Kyle Gibson @ Kansas City Royals ($6,400)
I don’t mind Kyle Gibson as a pitcher, he’s just not much of a fantasy asset though, not here on DraftKings where strikeouts rein supreme. Gibson’s pedestrian 6.31 K/9 takes an even greater hit tonight as he takes on the Royals, who’ve had the lowest team strikeout rate in the league virtually all season long. They’re tough at home too, and Vegas has them down for 4.5 runs.
Kevin Gausman @ New York Yankees ($4,500)
I want to see Kevin Gausman improve on his 53.6% first-pitch strike rate down the stretch. He has managed to keep his walks in check (2.19 BB/9) despite starting off behind in the count so often, but it’s leading to more favorable hitters counts and he’s getting hit hard. Home runs have been an issues this season (13.9 HR/FB ratio) and the Bronx isn’t the place to correct that trend. It’s worth noting that he has some strong reverse splits this season as well, with right-handed bats carrying a .361 wOBA against him compared to just .294 for left-handers.

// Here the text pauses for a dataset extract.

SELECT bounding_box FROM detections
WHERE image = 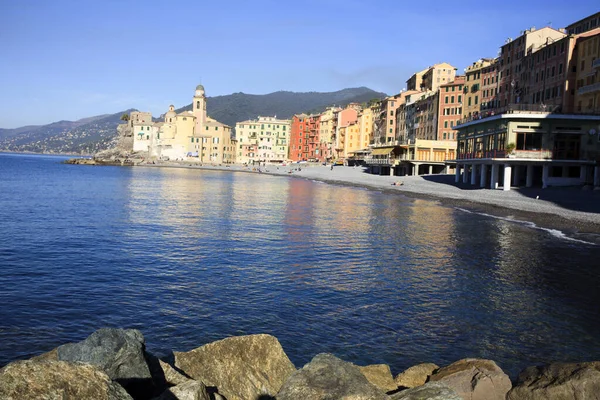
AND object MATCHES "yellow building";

Adam Conley @ Miami Marlins ($4,100)
The Marlins are still a feisty club against left-handed pitching (.321 wOBA), and should give Adam Conley a run for his money tonight. Conley has league average stuff in terms of strikeouts and walks, but he’s had trouble against both right (.333 wOBA) and left-handed bats (.407) this season. A low 4.0 implied-run total suggests that you find a team other than the Marlins to stack, but I can’t advise you chase that number and roster Conley.
R.A. Dickey @ Boston Red Sox ($6,600)
R.A. Dickey is a timeless enigma, sort of like his knuckle-ball actually. His low 23.4% hard-hit contact rate speaks to the nature of his arsenal, but when he’s off, he’s hit hard (4.09 ERA/4.58 FIP). He’s a bit fly ball heavy which I’m not a fan of, and I can’t pay for a pitcher with a K/9 of 5.22, regardless of his price. Vegas thinks the Red Sox get to him tonight (4.6 implied-run total) and I agree.
Ryan Vogelsong @ Arizona Diamondbacks ($4,400)
If your nickname is Vogel-dong, that’s never a good thing. Probably for a multitude of reasons, actually. This is a substantial negative park shift for Vogelsong tonight, taking the ball for the Giants on the road in Arizona. Vegas has the Diamondbacks down for 4.7 runs tonight, and you can count on the Diamondbacks left-handed bats to be involved (.388 wOBA against Vogelsong) in the action.
Henry Owens vs. Toronto Blue Jays ($5,400)
This is a terrible spot for the Red Sox young left-hander. The Blue Jays and their big slugging bats roll in to Boston to take on fly-ball fan Henry Ownens and the Sox, and the manual score operator should have his hands full tonight. Owens can miss bats, but the one’s that are hitting him have hit him hard (32.3%) so far. There will be better days, young man.
Matt Boyd vs. Tampa Bay Rays ($4,000)
An ERA north of 8 and a FIP just south of 7 makes sense when you give up a ton of hard-hit contact (35.3%) and get destroyed by both left and right-handed bats. Add to it a Rays’ club that’s hit left-handed pitching well all season long (.331 wOBA/114 wRC+).